Priming the Pump:
How TRS-80 Enthusiasts Helped Spark
the PC Revolution


  -- From Chapter Three:
David’s Story

     

One day I stopped at one of my favorite places, Radio Shack, just to hang out and see what was new. The manager mentioned to me that Radio Shack was coming out with a computer. He had a poor quality photocopy of the specs. I remember it started something like:

“Why use the Z80 microprocessor? Because it beats the others hands down.”

It went on in that vein, but if you waded through the technical description, it was clear that this computer would come with a tiny BASIC ROM and 4K of memory and it included a monitor for about the cost of the original bare bones Altair. I didn’t know why it was important that the computer was going to use “dynamic” rather the “static” memory, but the whole package sounded like what I was waiting for. Four thousands bytes of RAM was considered a lot to come with the computer then, but eventually I’d have a wristwatch with more memory than that. A few months later, actual examples of the computer began appearing in local Radio Shacks.

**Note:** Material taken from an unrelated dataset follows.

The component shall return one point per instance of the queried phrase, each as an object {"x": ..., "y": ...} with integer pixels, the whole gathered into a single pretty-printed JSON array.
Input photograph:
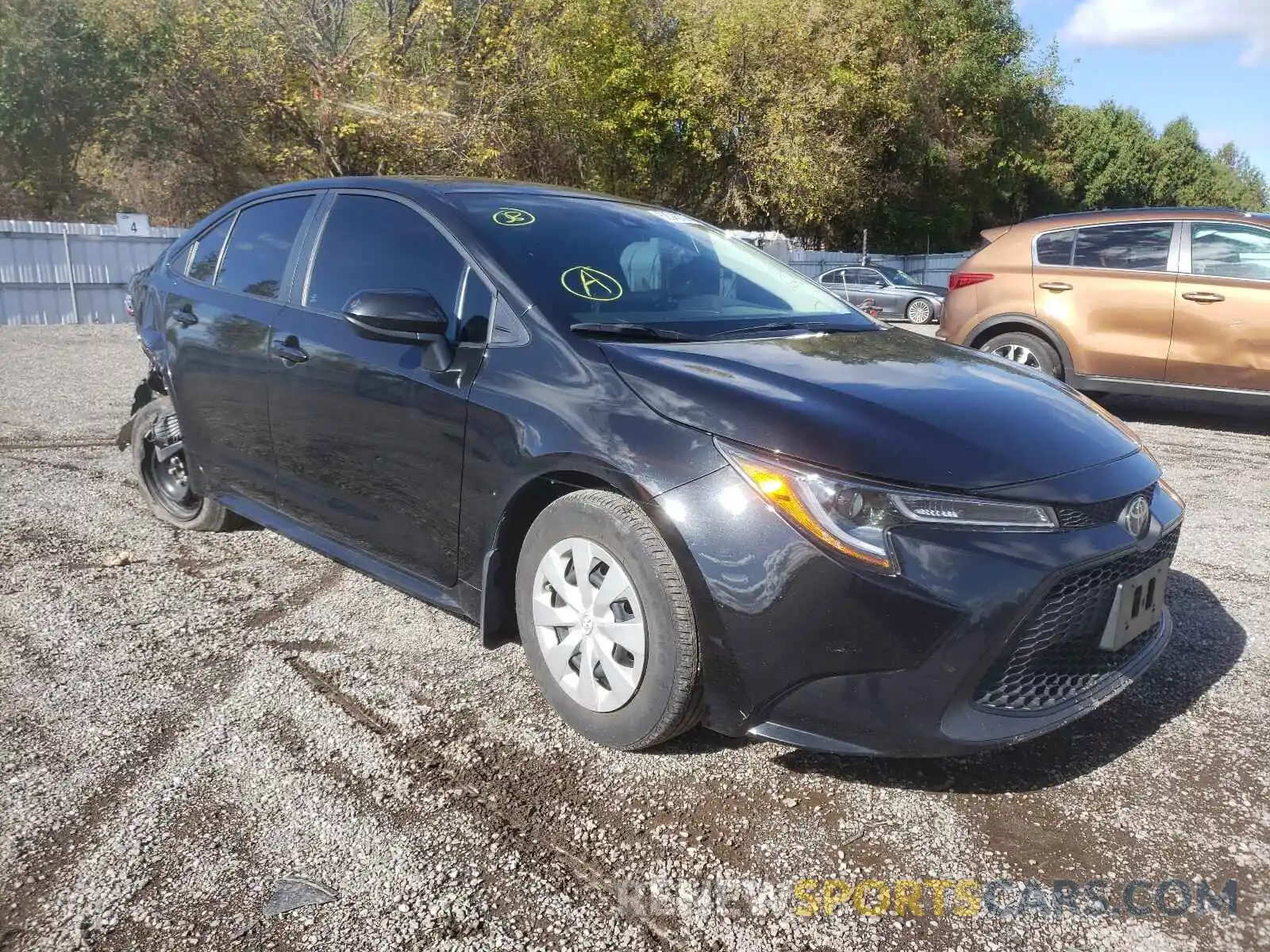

The TRS-80 looked cheap, but it was a good kind of cheap… a Model T kind of cheap. Besides, compared to the Altair, it looked like a well-designed consumer product. The Apple II and the Commodore PET were available by then, I think, but the PET had this tiny keyboard and the Apple used a TV set as a monitor and was way more expensive when you added up the cost of the add-ons you needed.

The TRS-80 was close by. When you walked into a Radio Shack, there it was displaying the “Ready” prompt. What it was ready to do was have you type in a Level I BASIC program. The machine fascinated me. David Lien’s excellent manual was usually sitting beside the machine.

There were almost no programs. It came with Backgammon and Blackjack. That was the “bundle.” If you wanted the computer to do anything else, you had to program it. In a very short time, the computers in the store were running short programs that some customer or store employee had typed into the computer and saved on cassette. I played a gun game where you used the arrow keys to raise or lower a gun and then the spacebar to shoot at the only other thing on the screen... another gun. A second player could then try to shoot back, but most times, I was also the second player.

If you were curious about programming, you could press the BREAK key, which would stop the program, and then you could type “LIST.” This command would print the program on the screen. If the program was longer than 16 lines, it would scroll until it reached the end. BASIC programs have sequential line numbers, so if you wanted to see only the first part of the program you might type LIST 10-100 to show only the lines from 10 to 100. The command CLS was also handy because it would cause the screen to clear as would pressing the “CLEAR” key. Computers were not common back then so just watching it print programs on the screen was fascinating.

By looking at these programs and trying the modify them, and by writing little programs yourself, you could learn to program in BASIC. Radio Shacks were everywhere. When one store became too crowded or its management looked like it was about to run out of patience with you, it was off to another store.